Pianissimo (1963, Carmen D’Avino)

Beginning with the lowest-quality source of the bunch. Turntable and player piano are embellished with stop-motion rainbows. It’s all extremely fun and colorful, and probably one of the great animated shorts of its time, but we need a better copy to know for sure.


Skullduggery (1960, Stan Vanderbeek)

Phone call over black, the respondent just repeating “hello.” Montages of early cinema and newsreel stock footage with cut-out politician and celebrities added. Stan was obviously a favorite of Vogel’s – I found all three of his films from this section of the book.


Science Friction (1959, Stan Vanderbeek)

Sound effect loops as a score, not as abrasive as these things often are. I wonder if the mad scientist segment is original photography or stock footage. Less politician obsessed and more focused on doing surprising things to recognizable images, this one is great, real snappy and absurd, while Skullduggery felt like Mad Magazine outtakes. Advertising, the space race, hammers hitting figures in their heads causing transformation (see also: Harry Smith)… by the end, pretty much everything has been launched into space.

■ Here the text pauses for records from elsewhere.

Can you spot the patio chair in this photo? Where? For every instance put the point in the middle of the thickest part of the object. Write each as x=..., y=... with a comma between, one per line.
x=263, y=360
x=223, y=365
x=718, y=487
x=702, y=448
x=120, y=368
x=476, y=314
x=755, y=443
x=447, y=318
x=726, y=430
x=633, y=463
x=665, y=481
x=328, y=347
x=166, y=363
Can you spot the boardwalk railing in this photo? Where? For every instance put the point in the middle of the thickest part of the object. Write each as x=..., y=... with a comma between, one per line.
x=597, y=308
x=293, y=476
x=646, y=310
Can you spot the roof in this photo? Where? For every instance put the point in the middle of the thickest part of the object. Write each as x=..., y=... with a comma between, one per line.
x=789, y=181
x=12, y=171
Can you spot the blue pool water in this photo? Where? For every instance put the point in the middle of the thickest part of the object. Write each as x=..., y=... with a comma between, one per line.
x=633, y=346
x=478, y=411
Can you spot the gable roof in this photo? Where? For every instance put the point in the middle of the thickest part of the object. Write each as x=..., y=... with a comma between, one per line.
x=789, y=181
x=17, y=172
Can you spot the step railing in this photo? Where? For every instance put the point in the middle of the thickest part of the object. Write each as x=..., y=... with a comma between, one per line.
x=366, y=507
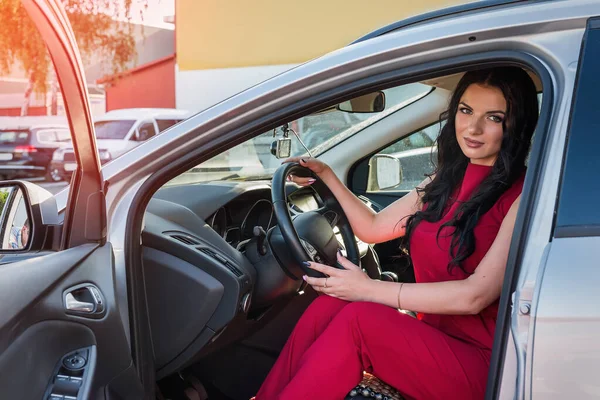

Stan, from various sources:

A social satire aimed at the rockets, scientists and competitive mania of our time … If this film has a social ambition, it is to help disarm the social fuse of people living with anxiety, to point out the insidious folly of competitive suicide (by way of rockets). In this film and others I am trying to evolve a ‘litera-graphic’ image, an international sign language of fantasy and satire. There is a social literature through filmic pantomime, that is, non-verbal comedy-satire; a ‘comic-ominous’ image that pertains to our time and interests which Hollywood and the commercial cinema are ignoring.


A La Mode (1959, Stan Vanderbeek)

An “attire satire” with cut-outs from glamour, art and lifestyle magazines. The audio includes taped music on fast forward and excerpts from TV episodes or radio plays. I hate to have to say this whenever I see absurd comic cutout animation, but of course it reminds me of Monty Python. Stan: ”A montage of women and appearances, a fantasy about beauty and the female, an homage, a mirage.”


A Day in Town (1958, Hulten & Nordenstrom)

The town is Stockholm, and this is a travelogue, a city symphony in miniature (a city chamber concerto). Some segments are looped. Burst of abstract animation in a skit about a man who wants his name changed. Man with a suitcase of dynamite is chased around by two cops until one cop is poisoned by snake water. Increasingly rapid and random things accumulate until the city explodes.


Sort of a Commercial for an Icebag (1970, Michel Hugo)

Artist Claes Oldenburg wants to create a soft sculpture, or a motion sculpture showing the release and tension of materials, settles on an icebag shape. He wants to mass produce these, send them everywhere “and see what kind of meaning they acquire.” Artist monologue about his hopes for an icebag society feels like a put-on, but you never can tell with artists.


The Further Adventures of Uncle Sam (1971, Case & Mitchell)

Sleepy Sam runs a desert gas station, is knocked out and abducted in a potato sack by a would-be customer, witnessed only by a cameraman apparition. A cabal of tanks, bombs and capitalists plans to blow him up and kidnap Lady Liberty next, but Sam’s bald eagle friend sort-of rescues him and they hop a blimp. When you watch underground movies from this era, you’re gonna see a lot of Nixons. After a pause for a satanic shotgun murder montage, our heroes pull off a rescue mission and dance back into the desert.